Some people think the only reason I travel is for the food. And what’s wrong with that? Food is culture and by focusing on the food, I’m embracing the culture. Most of the time I don’t think about it and just enjoy the experience of shopping, cooking and eating the food where ever I am, although it is a harder argument to make when I am only hundred miles from home.
Food markets, particularly outdoor farmers markets have always captivated me. Going through my old slides, or more recently my digital pictures, ripe tomatoes, unique fruits and vegetables, bright-eyed fish dominate. The green cauliflower in Sicily, the maroon mangosteens in Kauai, stall after stall of mushrooms in Provence, demanded to be carried back to our temporary home and served for dinner.
My motivation to cook is not inspired only by the beauty of the food markets. I do get tired of restaurant food (even when it is good) and the whole restaurant scene. “How are your first bites?” from my server totally annoys me. Plus there are rarely enough vegetables and too often they’re just boring. My motto has always been that life is too short for bad food and too often touristy places offer beautiful views but just so-so food.
So we choose whenever possible to rent a place with a kitchen for at least part of our trip. And that often comes with its own set of problems. Rental unit kitchens usually have a weird collection of dishes and cookware. Knives are often mismatched or are a very poor quality set and always dull. My other favorite tools — a micro plane, garlic press, good set of tongs — rarely are included. So I’ve learned to bring my own or improvise.
For long weekend trips to the ocean or mountains I pack a travel set of good knives I gave Peter as a Christmas present years ago. (They go in checked bags when we fly). Worth every penny I spent. We sometimes even bring our espresso machine which we bought on eBay for $25. Okay, that is over the top…but in Kauai for a month, it saved us several hundred dollars and we had better lattes. I also bring my favorite spices — cumin seed, star anise, herb d’provence, smokey paprika — or which ones will match the local cuisine. Although when going on longer trips with limited luggage space my spices may get left at home.
And then I buy staples the first day I get into a supermarket. Olive oil, smallest amount of butter I can find, pepper in a grinder, a good quality salt (local if possible). Depending upon where I am and what I anticipate cooking the list grows from there, focusing on small sizes . Chicken broth concentrate, flour, sugar, soy sauce, mayonnaise, good quality red wine vinegar, plus the paper goods I’ll need and zip lock plastic bags.
Once in my temporary kitchen I know I’ll have to make some adjustments. If I have a cheese grater, but no garlic press, I rub my garlic cloves across fine section of the grater. A crummy pair of tongs? Wrap the gripping end with rubber bands.
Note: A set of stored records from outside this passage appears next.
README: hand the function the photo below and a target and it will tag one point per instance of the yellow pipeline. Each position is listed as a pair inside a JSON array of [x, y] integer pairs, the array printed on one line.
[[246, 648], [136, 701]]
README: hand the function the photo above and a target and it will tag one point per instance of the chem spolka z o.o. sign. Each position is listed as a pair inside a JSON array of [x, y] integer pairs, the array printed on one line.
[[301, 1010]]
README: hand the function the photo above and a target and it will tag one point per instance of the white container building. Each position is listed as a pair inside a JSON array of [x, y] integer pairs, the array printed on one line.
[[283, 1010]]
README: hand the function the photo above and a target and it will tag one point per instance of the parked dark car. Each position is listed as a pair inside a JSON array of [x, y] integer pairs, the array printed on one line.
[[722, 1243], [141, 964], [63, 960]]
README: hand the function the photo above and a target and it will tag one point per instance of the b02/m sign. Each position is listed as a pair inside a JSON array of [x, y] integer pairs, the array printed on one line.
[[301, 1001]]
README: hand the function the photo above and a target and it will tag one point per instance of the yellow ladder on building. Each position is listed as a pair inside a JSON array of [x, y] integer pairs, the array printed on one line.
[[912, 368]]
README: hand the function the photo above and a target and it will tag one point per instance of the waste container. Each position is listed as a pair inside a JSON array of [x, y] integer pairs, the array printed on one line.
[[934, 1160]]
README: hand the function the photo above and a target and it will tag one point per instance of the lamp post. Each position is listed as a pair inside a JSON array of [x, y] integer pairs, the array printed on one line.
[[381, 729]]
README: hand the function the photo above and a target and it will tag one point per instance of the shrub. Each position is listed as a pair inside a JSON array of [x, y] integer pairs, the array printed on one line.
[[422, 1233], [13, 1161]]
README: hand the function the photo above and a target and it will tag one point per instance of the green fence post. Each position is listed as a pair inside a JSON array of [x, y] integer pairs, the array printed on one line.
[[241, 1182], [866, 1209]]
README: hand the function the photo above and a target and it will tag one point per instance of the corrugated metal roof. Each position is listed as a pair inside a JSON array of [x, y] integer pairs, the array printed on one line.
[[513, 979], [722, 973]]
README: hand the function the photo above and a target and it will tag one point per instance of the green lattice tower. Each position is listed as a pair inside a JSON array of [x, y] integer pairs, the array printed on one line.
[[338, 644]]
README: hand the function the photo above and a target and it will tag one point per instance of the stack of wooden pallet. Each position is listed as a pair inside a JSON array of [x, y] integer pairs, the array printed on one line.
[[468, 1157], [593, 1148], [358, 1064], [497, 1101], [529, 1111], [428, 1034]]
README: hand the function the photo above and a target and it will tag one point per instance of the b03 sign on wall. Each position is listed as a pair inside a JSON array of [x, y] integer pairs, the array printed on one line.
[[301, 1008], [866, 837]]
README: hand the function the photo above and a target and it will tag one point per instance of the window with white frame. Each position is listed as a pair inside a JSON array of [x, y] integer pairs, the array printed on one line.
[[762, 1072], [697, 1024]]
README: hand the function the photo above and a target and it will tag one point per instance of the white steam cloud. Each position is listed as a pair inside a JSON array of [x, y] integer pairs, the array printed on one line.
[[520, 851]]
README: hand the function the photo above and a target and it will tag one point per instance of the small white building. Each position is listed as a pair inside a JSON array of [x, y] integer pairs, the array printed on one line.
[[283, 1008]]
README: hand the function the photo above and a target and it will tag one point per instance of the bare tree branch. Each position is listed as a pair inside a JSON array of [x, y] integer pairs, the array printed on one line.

It’s harder to deal with the flimsy pots and pans.
And if there is a thrift shop close by, I always check it out for additional kitchen towels (can never have enough), glassware (surprisingly often rental kitchens don’t have wine glasses) and serving pieces. Guess most visitors aren’t there to cook three course meals. Or I cruise local flea markets or the inexpensive street markets often attached to farmers markets. My favorite casual tablecloths and the best travel souvenir I have cost about 10 Euros each at one of those markets in Provence. Just wish I had bought more.
When we are in a foodie’s heaven like Umbria, or Provence, of course we eat out and often a lot, particularly for lunch. We tend to cook more when staying in the countryside to avoid driving after enjoying some wine. And we eat out in the cities where restaurants within walking or subway distance are plentiful. And when we don’t take our own espresso machine we have to locate a good coffee joint to start the day. In between these restaurant stops, we still try to buy food for picnic breakfasts and lunches so we get to play with the local cheeses, cured meats and bread that tantalize us. Eggs and toast in a cottage near Loch Ness where our landlady gave us farm fresh eggs. Take-out roast chicken in Cefalu from a shop the local haunt.
Buying our food also brings us into closer contact with the locals. Our butcher in Apt, Provence who explained in detailed French how to cook a roast we purchased. The young bread peddler in Lourmarin, an underemployed college graduate, helping out her immigrant father. The shop merchant in Croatia shared her truffle recipes with us.
Food is the one piece of cultural heritage that seems to hang on from our immigrant past long after the language and other customs have faded away. Why else do I cook krumkake and meatballs at Christmas based upon a recipe from a Swedish grandmother I never met?